Bill Sommerfeld
2006-Mar-12 01:42 UTC
[zfs-discuss] scary boot-time messages triggered by write cache enable?
I just upgraded a server to snv_35. At boot I was greeted with 22 error messages of this form: WARNING: /scsi_vhci/ssd at g20000004cf29b948 (ssd28): Error for Command: read(10) Error Level: Retryable Requested Block: 290 Error Block: 290 Vendor: SEAGATE Serial Number: 0140K0LQ70 Sense Key: Unit_Attention ASC: 0x2a (mode parameters changed), ASCQ: 0x1, FRU: 0x2 These corresponded to the 22 disks in an A5200 containing half of the ZFS pool on the system. All of them were requesting the same block (290). (The pool is built out of two A5200''s; one is connected to a pair of mpxio-capable FC ports, while the other is connected to non-mpxio-capable FC ports -- an artifact of what controllers were available to me). I had not seen this sort of error before. I suspect that it''s related to: 6322205 Enable disk write cache if ZFS owns the disk which integrated in nv_35 (spot checks of the disks in the pool show that their write caches are now enabled..) zpool status does not show any I/O errors or the equivalent and the pool appears to be otherwise behaving itself. For now I''m going to assume that these errors are spurious but I''m tempted to file a bug against this.... - Bill
Bill Baker
2006-Mar-13 17:56 UTC
[zfs-discuss] scary boot-time messages triggered by write cache enable?
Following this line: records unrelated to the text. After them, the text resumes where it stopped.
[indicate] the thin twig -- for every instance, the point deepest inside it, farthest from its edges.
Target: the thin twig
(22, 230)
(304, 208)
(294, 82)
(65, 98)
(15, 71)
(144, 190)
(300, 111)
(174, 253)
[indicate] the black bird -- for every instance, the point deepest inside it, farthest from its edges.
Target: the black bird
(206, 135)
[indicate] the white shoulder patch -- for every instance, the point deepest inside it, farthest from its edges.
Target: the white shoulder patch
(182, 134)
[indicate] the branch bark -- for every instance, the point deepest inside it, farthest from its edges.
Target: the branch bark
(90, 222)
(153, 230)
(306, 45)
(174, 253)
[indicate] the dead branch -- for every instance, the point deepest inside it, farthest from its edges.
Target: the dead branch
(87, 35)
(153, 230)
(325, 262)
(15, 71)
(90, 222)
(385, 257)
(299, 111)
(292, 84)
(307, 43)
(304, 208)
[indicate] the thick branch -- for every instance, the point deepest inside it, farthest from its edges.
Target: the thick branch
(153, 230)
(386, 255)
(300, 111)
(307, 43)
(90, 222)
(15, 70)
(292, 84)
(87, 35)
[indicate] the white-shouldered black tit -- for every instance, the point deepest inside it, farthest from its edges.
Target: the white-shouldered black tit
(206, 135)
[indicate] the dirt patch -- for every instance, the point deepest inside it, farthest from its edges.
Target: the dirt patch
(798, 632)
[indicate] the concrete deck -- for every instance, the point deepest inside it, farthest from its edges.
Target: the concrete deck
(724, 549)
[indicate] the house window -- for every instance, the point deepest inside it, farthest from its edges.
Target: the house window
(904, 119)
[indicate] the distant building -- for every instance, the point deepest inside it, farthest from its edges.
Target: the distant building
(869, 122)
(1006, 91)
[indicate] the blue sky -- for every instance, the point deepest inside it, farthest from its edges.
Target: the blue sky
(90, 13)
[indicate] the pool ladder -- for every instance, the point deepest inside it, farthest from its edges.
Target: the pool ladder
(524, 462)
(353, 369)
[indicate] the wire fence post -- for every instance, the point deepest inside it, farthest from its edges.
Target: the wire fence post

Hmmm, I never saw messages like this during my testing of the changes for 6322205. That change enables write cache when zfs first opens the device. Odd that that would cause a Unit_Attention on a subsequent read. Any SCSI experts on this alias that can interpret these messages or their root cause? Bill Sommerfeld wrote:> I just upgraded a server to snv_35. > > At boot I was greeted with 22 error messages of this form: > > WARNING: /scsi_vhci/ssd at g20000004cf29b948 (ssd28): > Error for Command: read(10) Error Level: Retryable > Requested Block: 290 Error Block: 290 > Vendor: SEAGATE Serial Number: 0140K0LQ70 > Sense Key: Unit_Attention > ASC: 0x2a (mode parameters changed), ASCQ: 0x1, FRU: 0x2 > > These corresponded to the 22 disks in an A5200 containing half of the > ZFS pool on the system. All of them were requesting the same block > (290). > > (The pool is built out of two A5200''s; one is connected to a pair of > mpxio-capable FC ports, while the other is connected to > non-mpxio-capable FC ports -- an artifact of what controllers were > available to me). > > I had not seen this sort of error before. I suspect that it''s related to: > > 6322205 Enable disk write cache if ZFS owns the disk > > which integrated in nv_35 (spot checks of the disks in the pool show > that their write caches are now enabled..) > > zpool status does not show any I/O errors or the equivalent and the pool > appears to be otherwise behaving itself. > > For now I''m going to assume that these errors are spurious but I''m > tempted to file a bug against this.... > > - Bill > > > > > > _______________________________________________ > zfs-discuss mailing list > zfs-discuss at opensolaris.org > http://mail.opensolaris.org/mailman/listinfo/zfs-discuss-- Bill Baker, 512-401-1081, x64081
Chris Horne
2006-Mar-13 18:15 UTC
[zfs-discuss] scary boot-time messages triggered by write cache enable?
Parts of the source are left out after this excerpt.